Se a crise, a precarização dos direitos e o enfraquecimento das garantias são, entre o mais, o quadro que hoje conhecemos, ocorre perguntar: de que lado estão o Direito e os tribunais?

Vivemos um tempo de asfixiante fechamento de alternativas democráticas progressistas que tenham por objectivo melhorar as condições de vida dos portugueses.

Mas elas têm de ser encontradas, e têm de ser, ao mesmo tempo, superadas as políticas actuais que envolvem o empobrecimento do país e que fazem aumentar os níveis da pobreza generalizada das populações, que enfraquecem ou eliminam direitos que se julgavam escritos em pedra na CRP e que obedecem a tutelas estrangeiras executadas com a conivência servil do alto poder político, concentrado todo Presidente da República, Assembleia da República e Governo numa classe partidária de direita. Políticas que acarretam a perda da estabilidade mínima que é indispensável para planear a vida familiar, o desempenho profissional, a educação dos filhos, o amparo da terceira idade.

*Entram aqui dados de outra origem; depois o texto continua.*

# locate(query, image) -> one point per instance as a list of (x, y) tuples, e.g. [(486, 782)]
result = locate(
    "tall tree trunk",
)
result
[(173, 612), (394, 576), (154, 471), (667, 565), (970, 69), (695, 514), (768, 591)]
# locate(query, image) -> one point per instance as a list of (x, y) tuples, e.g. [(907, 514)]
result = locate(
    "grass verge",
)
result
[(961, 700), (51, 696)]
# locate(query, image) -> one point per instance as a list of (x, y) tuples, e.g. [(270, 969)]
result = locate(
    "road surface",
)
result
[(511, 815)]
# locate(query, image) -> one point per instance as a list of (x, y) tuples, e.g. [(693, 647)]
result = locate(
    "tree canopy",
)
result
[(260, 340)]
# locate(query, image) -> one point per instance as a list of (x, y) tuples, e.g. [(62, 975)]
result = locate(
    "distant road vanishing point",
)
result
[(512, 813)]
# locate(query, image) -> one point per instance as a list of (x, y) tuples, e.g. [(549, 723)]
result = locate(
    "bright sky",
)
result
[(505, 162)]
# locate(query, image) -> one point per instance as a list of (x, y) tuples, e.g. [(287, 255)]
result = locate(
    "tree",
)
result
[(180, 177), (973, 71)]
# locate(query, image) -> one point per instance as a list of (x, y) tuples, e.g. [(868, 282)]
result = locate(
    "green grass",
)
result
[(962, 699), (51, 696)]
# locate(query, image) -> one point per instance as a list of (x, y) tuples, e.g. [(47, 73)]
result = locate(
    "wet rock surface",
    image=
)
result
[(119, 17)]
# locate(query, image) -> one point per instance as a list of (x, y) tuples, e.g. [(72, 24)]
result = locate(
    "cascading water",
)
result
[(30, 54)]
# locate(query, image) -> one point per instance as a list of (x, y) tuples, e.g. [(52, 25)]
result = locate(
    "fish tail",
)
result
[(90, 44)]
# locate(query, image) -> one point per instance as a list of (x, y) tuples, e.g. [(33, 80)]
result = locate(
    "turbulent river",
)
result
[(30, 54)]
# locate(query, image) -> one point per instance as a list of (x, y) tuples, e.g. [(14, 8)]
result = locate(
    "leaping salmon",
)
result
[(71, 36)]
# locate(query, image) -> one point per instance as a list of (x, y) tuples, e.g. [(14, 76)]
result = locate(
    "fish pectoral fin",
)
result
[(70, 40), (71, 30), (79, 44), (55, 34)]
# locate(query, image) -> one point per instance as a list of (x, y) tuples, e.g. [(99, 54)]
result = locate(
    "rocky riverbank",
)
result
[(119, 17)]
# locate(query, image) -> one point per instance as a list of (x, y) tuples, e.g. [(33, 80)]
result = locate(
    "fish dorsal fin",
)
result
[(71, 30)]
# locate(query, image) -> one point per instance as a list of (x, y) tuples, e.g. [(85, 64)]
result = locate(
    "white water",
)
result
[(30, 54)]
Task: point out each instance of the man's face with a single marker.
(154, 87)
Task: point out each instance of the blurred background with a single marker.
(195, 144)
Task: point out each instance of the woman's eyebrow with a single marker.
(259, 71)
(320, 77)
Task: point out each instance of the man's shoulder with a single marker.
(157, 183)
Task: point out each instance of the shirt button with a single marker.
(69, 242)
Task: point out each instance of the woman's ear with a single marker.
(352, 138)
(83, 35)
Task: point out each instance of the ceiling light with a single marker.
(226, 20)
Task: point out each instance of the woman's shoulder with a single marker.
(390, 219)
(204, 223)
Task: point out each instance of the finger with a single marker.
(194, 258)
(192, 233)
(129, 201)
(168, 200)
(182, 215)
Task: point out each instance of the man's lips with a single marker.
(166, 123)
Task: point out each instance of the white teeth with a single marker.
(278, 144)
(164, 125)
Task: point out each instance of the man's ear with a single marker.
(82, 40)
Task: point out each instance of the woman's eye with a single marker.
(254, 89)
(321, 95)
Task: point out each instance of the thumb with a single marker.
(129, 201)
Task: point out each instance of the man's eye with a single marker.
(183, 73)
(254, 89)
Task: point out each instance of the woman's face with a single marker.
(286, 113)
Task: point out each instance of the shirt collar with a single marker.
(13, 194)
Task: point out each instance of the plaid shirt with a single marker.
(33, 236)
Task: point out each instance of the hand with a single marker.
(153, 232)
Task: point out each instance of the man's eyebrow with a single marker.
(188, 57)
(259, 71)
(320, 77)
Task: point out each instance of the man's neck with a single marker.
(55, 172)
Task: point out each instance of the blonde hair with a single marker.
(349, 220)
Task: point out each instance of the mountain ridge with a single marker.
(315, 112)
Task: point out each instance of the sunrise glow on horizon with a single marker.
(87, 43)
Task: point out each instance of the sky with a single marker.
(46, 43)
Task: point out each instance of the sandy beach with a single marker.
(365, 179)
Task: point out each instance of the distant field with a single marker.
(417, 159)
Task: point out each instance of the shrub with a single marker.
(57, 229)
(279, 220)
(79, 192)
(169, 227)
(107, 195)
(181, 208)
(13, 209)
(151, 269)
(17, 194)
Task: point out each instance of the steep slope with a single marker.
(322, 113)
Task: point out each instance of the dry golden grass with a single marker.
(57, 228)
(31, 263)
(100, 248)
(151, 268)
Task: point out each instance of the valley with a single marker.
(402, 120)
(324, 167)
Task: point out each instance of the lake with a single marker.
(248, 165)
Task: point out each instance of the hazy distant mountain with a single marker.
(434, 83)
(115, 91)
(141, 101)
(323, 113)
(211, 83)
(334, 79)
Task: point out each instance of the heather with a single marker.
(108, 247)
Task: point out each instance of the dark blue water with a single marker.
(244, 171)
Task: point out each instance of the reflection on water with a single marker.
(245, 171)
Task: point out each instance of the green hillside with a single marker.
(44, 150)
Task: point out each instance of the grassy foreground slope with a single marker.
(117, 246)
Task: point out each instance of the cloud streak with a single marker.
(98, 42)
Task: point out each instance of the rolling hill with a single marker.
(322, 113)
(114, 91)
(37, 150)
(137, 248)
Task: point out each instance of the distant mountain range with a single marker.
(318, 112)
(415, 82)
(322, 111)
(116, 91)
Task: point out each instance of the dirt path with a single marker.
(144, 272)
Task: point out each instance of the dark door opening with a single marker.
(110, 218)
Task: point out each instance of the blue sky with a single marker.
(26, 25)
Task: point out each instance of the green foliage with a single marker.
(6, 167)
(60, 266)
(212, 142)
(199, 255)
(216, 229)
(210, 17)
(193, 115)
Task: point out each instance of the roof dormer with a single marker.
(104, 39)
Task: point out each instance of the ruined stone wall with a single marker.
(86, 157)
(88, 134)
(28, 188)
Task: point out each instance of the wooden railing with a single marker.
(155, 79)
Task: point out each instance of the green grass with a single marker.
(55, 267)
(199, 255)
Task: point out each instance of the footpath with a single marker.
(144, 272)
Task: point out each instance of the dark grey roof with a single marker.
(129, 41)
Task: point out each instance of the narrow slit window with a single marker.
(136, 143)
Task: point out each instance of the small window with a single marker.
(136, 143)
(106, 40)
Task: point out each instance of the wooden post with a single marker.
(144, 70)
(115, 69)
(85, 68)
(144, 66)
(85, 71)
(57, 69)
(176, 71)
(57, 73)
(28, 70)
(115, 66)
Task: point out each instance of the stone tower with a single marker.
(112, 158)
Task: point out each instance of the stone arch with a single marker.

Este quadro asfixiante invade também uma área importante da vida colectiva o acesso ao Direito e à Justiça e é preciso buscar aí melhorias para a vida dos portugueses. Mesmo que seja uma ousadia utópica o único meio de lutar contra o transe urgente que proíbe os portugueses de desejar o seu bem-estar e a normalidade democrática (o “direito à felicidade” que se encontrava escrito na Declaração da Independência dos EUA).

Avancemos, pois, para essa ousadia, com algumas ideias:

1. A primeira um passo importante e decisivo seria a eleição dos juízes, pelo menos os juízes dos tribunais superiores, à semelhança dos juízes do TC, mas com listas apuradas pelo CSM, depois de aberto um concurso anual, para preenchimento de vagas (concurso aberto para juristas), cabendo a eleição à Assembleia da República. Conquistariam, assim, os juízes uma legitimidade democrática indirecta, que hoje lhes falta.

2. A segunda ideia seria a afirmação da politização dos juízes e do Direito e da judicialização da política, constituindo um factor de democratização da Justiça e contribuindo para o escrutínio pelos cidadãos dos juízes e dos políticos.

Permitir-se-ia, assim, tendencialmente, apagar o perfil histórico dos tribunais da era moderna, centrado ainda na divisão da justiça administrada pelos tribunais em justiça para as classes populares e justiça para os poderosos, Tribunais, aliás, servidos por juízes-funcionários, sujeitos a inspecções e classificações, em submissão ao Conselho Superior da Magistratura.

É quando se atinge a fase da Justiça dramática, de que falam alguns autores, em que são levados a tribunal pessoas ou personagens conhecidas da comunicação social, políticos, agentes económicos, entre o mais, de relevo no meio social, que se verifica a judicialização da política.

Convém, a propósito, recordar aqui que, entre nós, os tribunais passaram ao lado da Revolução de 25 de Abril de 1974, um processo revolucionário impulsionado entusiasticamente no terreno pelas massas populares. Na verdade, o sistema judiciário manteve-se intocado, os juízes continuaram a exercer as suas funções, o então Conselho Superior Judiciário sobreviveu e os presidentes dos tribunais superiores nada sofreram de imediato. Mesmo os juízes que estiveram implicados com o regime fascista deposto em 25 de Abril, sobretudo aqueles que serviram nos tribunais plenários de má memória e sofreram medidas de saneamento político, foram mais tarde reabilitados e regressaram ao exercício das suas funções.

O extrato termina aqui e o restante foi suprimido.